Anche nel corso delle sospirate vacanze, nessun lavoratore può dirsi esente da piccoli o grandi disturbi fisici in grado di rovinare le ferie. Da diversi anni è stato tuttavia riconosciuto il principio che la malattia intervenuta nel corso del periodo feriale ne interrompe la continuità. Certamente non tutte le malattie. Non un banale raffreddore, un mal di testa oppure uno stato di ansia o di prostrazione, che anzi trovano giovamento proprio nel trovarsi lontano dal posto di lavoro. Ma, come precisa l'Inps, contano le patologie che compromettono la vera finalità delle ferie, cioè «il ristoro e il reintegro delle energie psicofisiche». Ad esempio, uno stato febbrile, un ricovero ospedaliero, l'ingessatura di grandi articolazioni, le malattie gravi di apparati ed altri organi ecc. - valutati caso per caso dal medico fiscale - possono essere un giusto motivo di sospensione delle ferie. Scatta qui il diritto al pagamento dell'indennità economica di malattia, rispettando le procedure e le regole sulla materia.
Malattia del bambino. Di salvare le ferie si preoccupa anche il Testo unico sulla maternità e paternità, laddove prevede, come causa di loro interruzione, l'ipotesi di malattia del figlio, indipendentemente dalla salute dei genitori. È necessario però che il bambino non abbia ancora compiuto gli otto anni e che sia stato ricoverato in un ospedale. Al di fuori di queste condizioni, nessuna considerazione per gli affaccendati mamma e papà.

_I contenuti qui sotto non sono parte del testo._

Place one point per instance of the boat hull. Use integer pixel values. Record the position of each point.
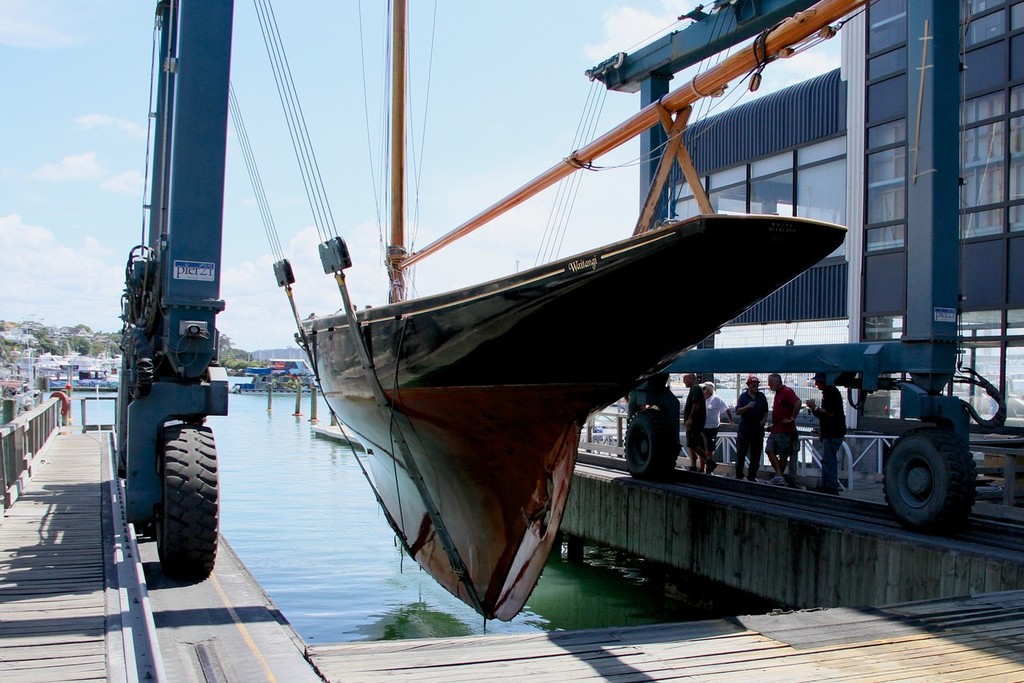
(494, 382)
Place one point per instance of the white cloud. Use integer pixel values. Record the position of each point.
(91, 121)
(74, 167)
(627, 29)
(129, 182)
(34, 25)
(78, 278)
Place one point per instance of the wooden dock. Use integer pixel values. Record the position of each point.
(979, 638)
(52, 591)
(67, 613)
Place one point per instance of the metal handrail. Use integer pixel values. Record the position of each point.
(20, 441)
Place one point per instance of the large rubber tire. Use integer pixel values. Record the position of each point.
(651, 445)
(930, 480)
(186, 529)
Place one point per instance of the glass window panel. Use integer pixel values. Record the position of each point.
(685, 206)
(821, 151)
(986, 68)
(1015, 384)
(884, 65)
(882, 328)
(890, 237)
(984, 28)
(887, 133)
(728, 177)
(773, 195)
(730, 200)
(1016, 220)
(985, 107)
(981, 324)
(821, 191)
(1015, 324)
(1016, 159)
(980, 223)
(887, 98)
(981, 156)
(771, 165)
(888, 25)
(976, 6)
(985, 358)
(886, 188)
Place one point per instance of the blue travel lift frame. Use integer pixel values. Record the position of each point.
(170, 380)
(929, 471)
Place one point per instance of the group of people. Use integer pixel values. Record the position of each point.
(704, 410)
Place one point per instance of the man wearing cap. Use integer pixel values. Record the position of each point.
(783, 439)
(752, 407)
(715, 408)
(694, 415)
(832, 424)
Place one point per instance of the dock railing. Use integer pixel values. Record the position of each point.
(862, 457)
(25, 436)
(20, 440)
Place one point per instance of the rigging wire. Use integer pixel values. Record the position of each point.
(312, 181)
(567, 190)
(418, 158)
(263, 206)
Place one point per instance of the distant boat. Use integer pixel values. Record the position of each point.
(470, 403)
(83, 373)
(283, 375)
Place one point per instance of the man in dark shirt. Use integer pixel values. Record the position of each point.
(832, 423)
(694, 415)
(752, 407)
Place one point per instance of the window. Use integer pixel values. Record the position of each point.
(980, 223)
(981, 155)
(1017, 159)
(890, 237)
(883, 328)
(888, 25)
(983, 28)
(985, 107)
(821, 191)
(821, 151)
(772, 195)
(1016, 220)
(686, 206)
(977, 6)
(884, 65)
(886, 134)
(1015, 326)
(1015, 385)
(981, 324)
(730, 200)
(886, 193)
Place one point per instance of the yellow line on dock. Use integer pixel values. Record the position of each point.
(242, 628)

Vacanze all'estero. Se soggiorna nell'Unione Europea o in un Paese convenzionato con l'Italia, il lavoratore ammalato deve mettersi in contatto con l'organismo previdenziale estero. Entro tre giorni dall'inizio dell'indisposizione deve presentare un certificato del medico curante, da inviare anche al datore di lavoro e all'Inps qualora la malattia sia indennizzabile. Per le malattie sopravvenute in altri Paesi bisogna sempre fare riferimento al consolato italiano del posto, sapendo che il lavoratore ammalato è soggetto a controlli fiscali anche all'estero.

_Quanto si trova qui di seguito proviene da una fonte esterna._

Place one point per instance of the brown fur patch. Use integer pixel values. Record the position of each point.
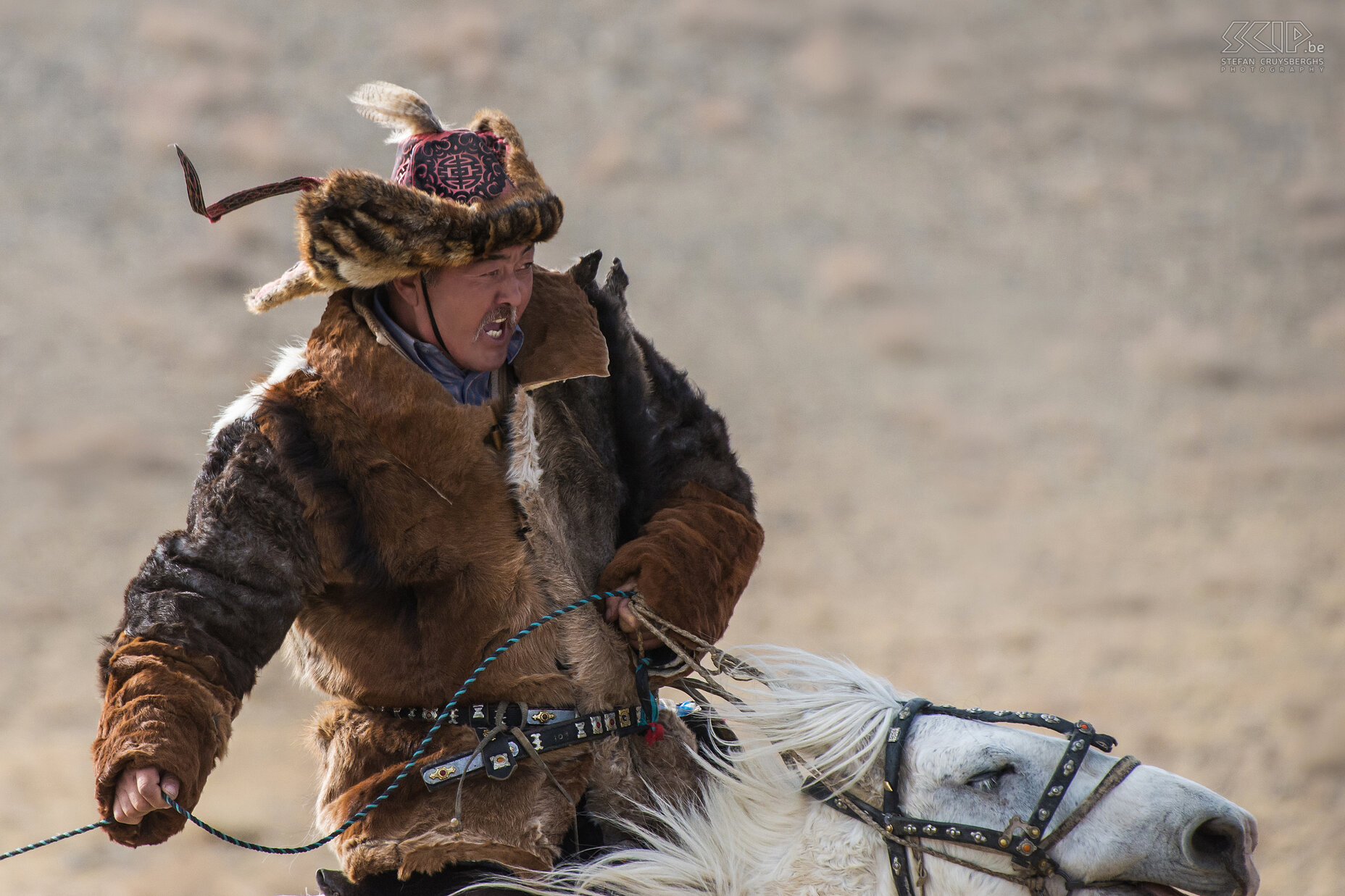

Stop all'indennità per ferie. Sulla disciplina del diritto alle ferie è intervenuta di recente (decreto n. 66/2003) una direttiva comunitaria che, di fatto, esclude la possibilità di «monetizzare» il mancato riposo. Stabilisce, infatti, che il lavoratore ha diritto ad un periodo annuale di ferie retribuite non inferiore a quattro settimane, periodo che non può essere sostituito dalla consueta "indennità per ferie non godute", salvo il caso di risoluzione del rapporto di lavoro.
La nuova disposizione si applica con riferimento ai periodi di ferie non ancora maturati al 29 aprile 2003, data di entrata in vigore del decreto. Il criterio della monetizzazione, sempre in accordo col datore di lavoro, può rivivere solo sulle giornate che eventualmente eccedono il periodo vincolato al riposo effettivo di almeno quattro settimane.